AutoUpdater: SysPad now checks for updated versions at it's run time and gives you the option to download and install the new version.

# Title: SysPad
# Description: A utility program that has two forms, one showing 5 tabs with textboxes which can be printed.  The second form organizes folders chosen by the user.  This is to provide quick access to commonly used folders.  Especially useful in an IT/DP setting where lots of folders are being accessed.
# Author Name: Robert Burke
# System Requirements:  Windows [XP|Vista|Seven]
# License info: Apache 2.0

If you use this program, any comments, ideas, critiques are highly welcome. 
The installer can be found at: CodePlex

----------


## Undocked Windy

*I really don't mean to be a douche or anything, but aren't attachments required? I just got PMed by a mod for the same thing, so heads-up!

BTW, program worked like a charm. I have one question though: What makes someone want to use this more than regular ol' reliable notepad?*

----------


## Seraph

Attachments are only required, I think, if you don't provide a link.  Or so that is what I understood.  My source and program is all found at the website, so I dunno.

But, this program lets you have constant access to little notes.  Notepad, you have to create a file and open it every time you want to look at it.  In this case, you just click the icon and you have notes that you don't have to worry about saving because they save as you type.

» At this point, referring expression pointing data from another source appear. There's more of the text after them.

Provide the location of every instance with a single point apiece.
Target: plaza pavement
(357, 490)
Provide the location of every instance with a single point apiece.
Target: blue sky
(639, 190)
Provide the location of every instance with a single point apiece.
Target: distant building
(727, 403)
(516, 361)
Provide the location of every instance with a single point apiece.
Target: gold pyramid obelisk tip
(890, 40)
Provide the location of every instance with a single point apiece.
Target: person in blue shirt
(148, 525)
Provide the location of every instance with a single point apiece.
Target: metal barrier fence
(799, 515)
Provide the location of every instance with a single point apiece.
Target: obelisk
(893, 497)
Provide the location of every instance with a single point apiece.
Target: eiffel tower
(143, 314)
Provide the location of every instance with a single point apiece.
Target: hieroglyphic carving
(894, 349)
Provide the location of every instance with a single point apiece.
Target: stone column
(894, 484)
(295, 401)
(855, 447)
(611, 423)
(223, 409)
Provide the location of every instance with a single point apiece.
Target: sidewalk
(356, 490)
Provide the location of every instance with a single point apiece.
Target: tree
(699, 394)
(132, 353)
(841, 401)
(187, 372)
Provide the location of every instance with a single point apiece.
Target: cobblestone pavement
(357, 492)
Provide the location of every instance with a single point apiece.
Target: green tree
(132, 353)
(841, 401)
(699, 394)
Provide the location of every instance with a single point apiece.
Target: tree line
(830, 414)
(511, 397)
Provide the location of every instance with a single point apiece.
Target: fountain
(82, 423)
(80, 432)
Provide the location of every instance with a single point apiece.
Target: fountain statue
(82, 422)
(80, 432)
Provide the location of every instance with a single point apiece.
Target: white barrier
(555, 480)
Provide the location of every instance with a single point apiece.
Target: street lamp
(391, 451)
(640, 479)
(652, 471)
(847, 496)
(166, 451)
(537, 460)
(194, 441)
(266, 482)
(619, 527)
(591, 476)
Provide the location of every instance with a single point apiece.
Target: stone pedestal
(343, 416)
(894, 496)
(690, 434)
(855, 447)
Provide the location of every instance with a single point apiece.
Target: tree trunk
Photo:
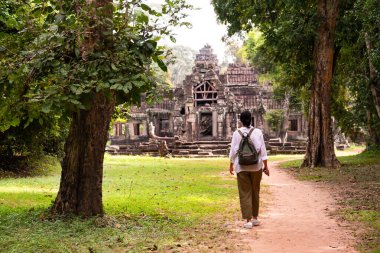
(320, 147)
(373, 76)
(285, 122)
(80, 189)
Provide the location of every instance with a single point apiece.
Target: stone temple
(199, 116)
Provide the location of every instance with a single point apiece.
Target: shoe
(255, 222)
(248, 225)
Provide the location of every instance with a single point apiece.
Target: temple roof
(206, 54)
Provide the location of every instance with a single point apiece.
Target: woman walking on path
(249, 176)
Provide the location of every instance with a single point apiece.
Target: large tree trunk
(283, 133)
(373, 77)
(320, 147)
(80, 189)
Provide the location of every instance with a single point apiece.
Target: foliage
(149, 201)
(48, 69)
(289, 29)
(353, 104)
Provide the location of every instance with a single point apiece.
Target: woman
(249, 176)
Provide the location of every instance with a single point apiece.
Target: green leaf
(146, 7)
(160, 63)
(46, 108)
(114, 67)
(142, 18)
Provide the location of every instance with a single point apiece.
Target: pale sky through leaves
(205, 30)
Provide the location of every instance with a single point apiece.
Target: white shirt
(257, 139)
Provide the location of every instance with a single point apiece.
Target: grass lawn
(151, 204)
(357, 186)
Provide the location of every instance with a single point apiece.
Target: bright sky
(205, 30)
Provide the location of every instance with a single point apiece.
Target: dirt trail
(296, 219)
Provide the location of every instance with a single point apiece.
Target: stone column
(131, 130)
(228, 125)
(215, 124)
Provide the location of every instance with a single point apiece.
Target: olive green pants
(249, 191)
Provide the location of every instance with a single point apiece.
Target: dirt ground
(296, 218)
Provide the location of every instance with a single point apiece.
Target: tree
(300, 34)
(320, 147)
(183, 63)
(81, 58)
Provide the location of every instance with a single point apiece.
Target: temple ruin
(199, 116)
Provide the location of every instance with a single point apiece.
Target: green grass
(151, 203)
(357, 184)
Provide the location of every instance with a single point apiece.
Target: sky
(205, 30)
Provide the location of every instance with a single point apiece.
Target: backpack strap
(250, 131)
(241, 133)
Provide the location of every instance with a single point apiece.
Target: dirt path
(296, 219)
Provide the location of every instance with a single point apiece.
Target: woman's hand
(231, 168)
(266, 170)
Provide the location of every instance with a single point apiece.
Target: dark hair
(246, 118)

I don't know if it's just my PC at home causing some sort of interference, but I have come across the problem that Windows XP won't shutdown while this program is running.  Since you are the first person to talk to me, do you have an XP system you could try this on?  Vista works fine for me.  It is entirely possible, though, with my XP desktop that I have something on there that is interfering with my program and the shutdown process of Windows.  My XP system has lots of stuff on it, so it isn't the most streamlined setup right now.  lol

----------


## Undocked Windy

*I have Windows 7.*

----------


## Seraph

/bump

----------


## Seraph

Version 4.6.5 Release bump.

----------